Skip if you’re an experienced researcher who already has a well-developed methodology. Skip if you need quantitative research depth, survey design, or statistical analysis. The book’s scope is clearly positioned at early-career practitioners and adjacent-role professionals.
Frequently Asked Questions
Is UX Research useful for someone who isn’t a designer, such as a product manager or data analyst?
Yes, quite specifically. The book frames research as a practice that anyone can conduct, not a specialty requiring formal training. A product manager who wants to run their own user interviews or a data analyst who wants to complement quantitative data with qualitative insight will find the planning and facilitation sections directly applicable.
Does the book favor qualitative or quantitative research methods?
It leans substantially toward qualitative, which reflects the reality of most product design practice. If you’re primarily interested in survey methodology, A/B testing, or large-scale quantitative analysis, this book will give you some orientation but not the depth you need. The core value is in interview facilitation, observation methodology, and how to structure and communicate qualitative findings.
How do the end-of-chapter exercises work in an audio format?
They’re described briefly enough to follow while listening, but you’ll want to return to them with a specific research context in mind rather than attempting them immediately.
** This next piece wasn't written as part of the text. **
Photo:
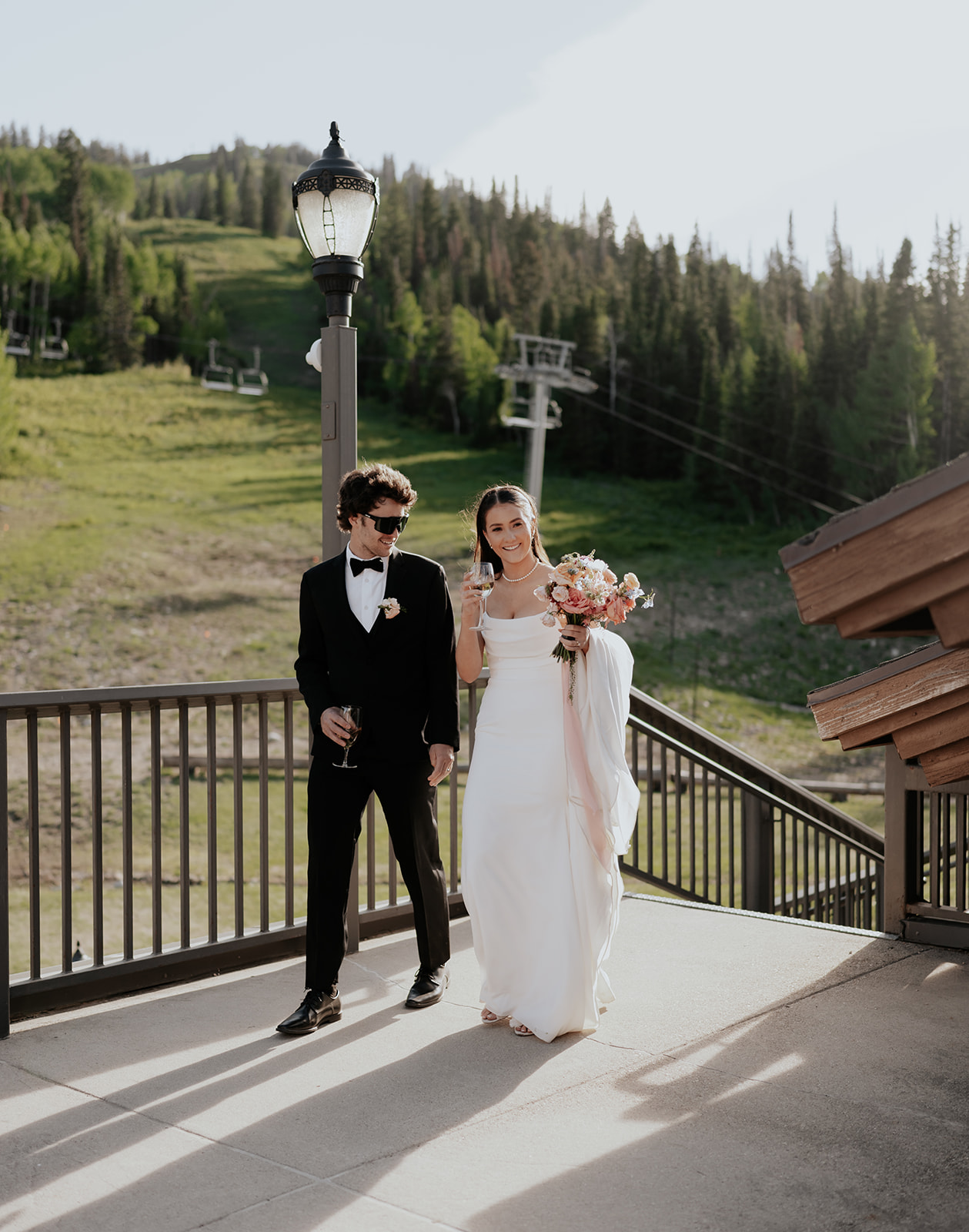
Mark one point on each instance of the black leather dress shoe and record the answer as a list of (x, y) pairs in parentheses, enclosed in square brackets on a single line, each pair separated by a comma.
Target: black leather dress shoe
[(316, 1009), (429, 987)]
Listeners who noted bookmarking exercises for later application found an effective approach. Think of them as prompts to revisit rather than activities to complete in real time.
At just over 5 hours, is UX Research genuinely comprehensive or does it feel truncated?
It’s comprehensive within the scope it sets for itself, which is a practitioner’s quick reference rather than a comprehensive survey. It covers research planning, facilitation, and analysis in a way that’s actionable and doesn’t feel rushed. Experienced researchers will find it thin, but its target audience of early-career practitioners and adjacent-role professionals will find the coverage calibrated well.